Les travailleurs et les travailleurs du Sri Lanka doivent rejeter sans équivoque les exigences du gouvernement et, derrière lui, de la classe dirigeante, selon lesquelles ils paient pour la crise du capitalisme. Pour s'opposer au démantèlement des services publics, à la privatisation et à l'assaut de leurs droits démocratiques et sociaux, les travailleurs doivent former des comités d'action sur le lieu de travail et de quartier, indépendants des syndicats pro-capitalistes.

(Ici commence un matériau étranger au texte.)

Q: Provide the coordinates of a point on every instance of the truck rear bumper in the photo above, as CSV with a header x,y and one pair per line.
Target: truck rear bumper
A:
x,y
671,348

En opposition au parlement capitaliste et à l'ensemble de la structure de la domination de classe capitaliste, le SEP se bat pour un Congrès démocratique et socialiste des masses ouvrières et rurales, composé de représentants démocratiquement élus du réseau d'action croissant des comités. Un tel congrès doit plaider pour et construire un mouvement de la classe ouvrière politiquement indépendant avec une perspective internationaliste, ralliant les pauvres des campagnes contre la bourgeoisie et luttant pour l'établissement d'un gouvernement ouvrier et paysan pour mettre en œuvre un programme socialiste.